MSCAN and the ACD say addressing these inequities requires coordinated investment and collaboration across the health sector, with clearer referral pathways and expanded models of care that can reliably reach communities outside metropolitan centres.
Dr Lim said the scorecard’s findings reflected the daily reality for dermatologists, who routinely see preventable cancers presenting at more advanced stages.
He said it provided a crucial roadmap for improving prevention, early detection and access to specialist care, and emphasised the need for better national data to capture quality-of-life impacts and to quantify the true burden of keratinocyte cancers.
Current data collection systems do not capture non-melanoma skin cancers comprehensively, masking their full impact on patients and the healthcare system.
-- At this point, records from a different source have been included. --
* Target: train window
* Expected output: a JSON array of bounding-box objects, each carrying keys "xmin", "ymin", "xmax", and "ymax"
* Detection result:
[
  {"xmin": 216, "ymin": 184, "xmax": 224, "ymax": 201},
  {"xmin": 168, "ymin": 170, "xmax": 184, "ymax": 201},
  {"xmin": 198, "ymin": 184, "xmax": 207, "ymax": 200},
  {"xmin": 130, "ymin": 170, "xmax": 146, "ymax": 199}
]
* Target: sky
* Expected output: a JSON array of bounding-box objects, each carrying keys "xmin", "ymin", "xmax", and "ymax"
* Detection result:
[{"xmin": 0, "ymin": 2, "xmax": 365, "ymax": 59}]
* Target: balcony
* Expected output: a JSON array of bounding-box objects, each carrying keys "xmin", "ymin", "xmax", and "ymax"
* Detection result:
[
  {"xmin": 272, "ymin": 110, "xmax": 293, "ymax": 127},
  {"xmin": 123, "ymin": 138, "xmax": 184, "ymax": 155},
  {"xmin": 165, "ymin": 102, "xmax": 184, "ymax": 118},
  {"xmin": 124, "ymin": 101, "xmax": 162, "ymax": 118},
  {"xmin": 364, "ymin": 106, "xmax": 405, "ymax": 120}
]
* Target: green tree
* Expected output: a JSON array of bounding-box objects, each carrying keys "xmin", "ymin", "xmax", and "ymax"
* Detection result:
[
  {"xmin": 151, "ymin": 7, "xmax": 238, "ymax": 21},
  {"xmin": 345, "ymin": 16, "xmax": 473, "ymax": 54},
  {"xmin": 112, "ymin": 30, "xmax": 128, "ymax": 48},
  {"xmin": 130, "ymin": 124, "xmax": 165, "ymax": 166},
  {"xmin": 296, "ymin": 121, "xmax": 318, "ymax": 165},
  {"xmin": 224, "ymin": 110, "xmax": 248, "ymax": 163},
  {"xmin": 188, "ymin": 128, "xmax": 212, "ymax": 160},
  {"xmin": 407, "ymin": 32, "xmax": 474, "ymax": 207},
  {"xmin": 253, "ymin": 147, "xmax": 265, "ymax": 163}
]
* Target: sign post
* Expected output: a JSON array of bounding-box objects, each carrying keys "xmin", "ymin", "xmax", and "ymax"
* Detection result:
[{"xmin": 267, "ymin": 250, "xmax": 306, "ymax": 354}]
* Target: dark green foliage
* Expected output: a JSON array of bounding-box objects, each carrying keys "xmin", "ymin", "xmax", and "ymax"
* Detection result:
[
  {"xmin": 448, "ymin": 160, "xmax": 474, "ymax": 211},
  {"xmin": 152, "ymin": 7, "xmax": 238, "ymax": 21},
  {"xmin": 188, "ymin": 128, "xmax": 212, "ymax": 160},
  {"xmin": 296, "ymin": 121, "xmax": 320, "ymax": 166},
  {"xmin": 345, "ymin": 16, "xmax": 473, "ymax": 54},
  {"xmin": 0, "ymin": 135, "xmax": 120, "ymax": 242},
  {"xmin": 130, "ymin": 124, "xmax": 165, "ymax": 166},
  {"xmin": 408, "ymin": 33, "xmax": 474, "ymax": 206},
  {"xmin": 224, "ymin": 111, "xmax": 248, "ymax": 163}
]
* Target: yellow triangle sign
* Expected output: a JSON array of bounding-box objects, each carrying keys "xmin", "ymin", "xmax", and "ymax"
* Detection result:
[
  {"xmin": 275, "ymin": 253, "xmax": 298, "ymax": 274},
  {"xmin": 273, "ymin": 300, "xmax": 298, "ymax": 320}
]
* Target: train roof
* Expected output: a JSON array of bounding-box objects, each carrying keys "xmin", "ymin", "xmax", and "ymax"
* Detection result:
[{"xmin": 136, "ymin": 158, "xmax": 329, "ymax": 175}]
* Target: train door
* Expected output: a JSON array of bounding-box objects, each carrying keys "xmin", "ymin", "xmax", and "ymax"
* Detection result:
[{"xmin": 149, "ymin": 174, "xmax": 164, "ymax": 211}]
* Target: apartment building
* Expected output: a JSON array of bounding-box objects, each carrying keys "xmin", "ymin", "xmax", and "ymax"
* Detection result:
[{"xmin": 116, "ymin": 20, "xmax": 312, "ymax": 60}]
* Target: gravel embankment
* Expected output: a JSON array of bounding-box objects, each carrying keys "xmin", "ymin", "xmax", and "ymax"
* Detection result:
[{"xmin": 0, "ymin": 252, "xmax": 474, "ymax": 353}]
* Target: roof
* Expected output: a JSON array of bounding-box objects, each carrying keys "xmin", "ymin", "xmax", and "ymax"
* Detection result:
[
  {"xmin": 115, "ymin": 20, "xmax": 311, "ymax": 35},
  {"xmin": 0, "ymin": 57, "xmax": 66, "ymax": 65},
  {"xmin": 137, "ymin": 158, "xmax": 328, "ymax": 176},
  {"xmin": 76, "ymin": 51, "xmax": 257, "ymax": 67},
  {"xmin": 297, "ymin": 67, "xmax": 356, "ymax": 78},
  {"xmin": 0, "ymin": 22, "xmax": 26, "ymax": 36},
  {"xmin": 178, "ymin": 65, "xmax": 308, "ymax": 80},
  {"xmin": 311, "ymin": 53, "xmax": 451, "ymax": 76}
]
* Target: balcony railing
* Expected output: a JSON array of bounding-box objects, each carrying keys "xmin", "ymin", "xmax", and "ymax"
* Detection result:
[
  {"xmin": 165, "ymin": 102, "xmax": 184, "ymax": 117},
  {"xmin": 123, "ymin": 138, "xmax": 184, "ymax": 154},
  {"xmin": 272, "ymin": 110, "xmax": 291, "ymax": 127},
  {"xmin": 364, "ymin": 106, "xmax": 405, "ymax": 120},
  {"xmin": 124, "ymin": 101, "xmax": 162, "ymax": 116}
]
Dr Lim told DR addressing the chronic shortage of dermatologists across the country – but particularly in rural and remote parts of Australia – was integral to addressing the spiralling rates of skin cancer.
He said the workforce needed to increase by 10 to 20% with a plan to ensure that more dermatologists were recruited to work in areas outside cities and metropolitan areas.
“The country folk deserve dermatologists among them,” he said.
The next scorecardwill be published in 2030. MSCAN provides expert resources to support all Australians to get to know their own skin, including a step-by-step guide and video.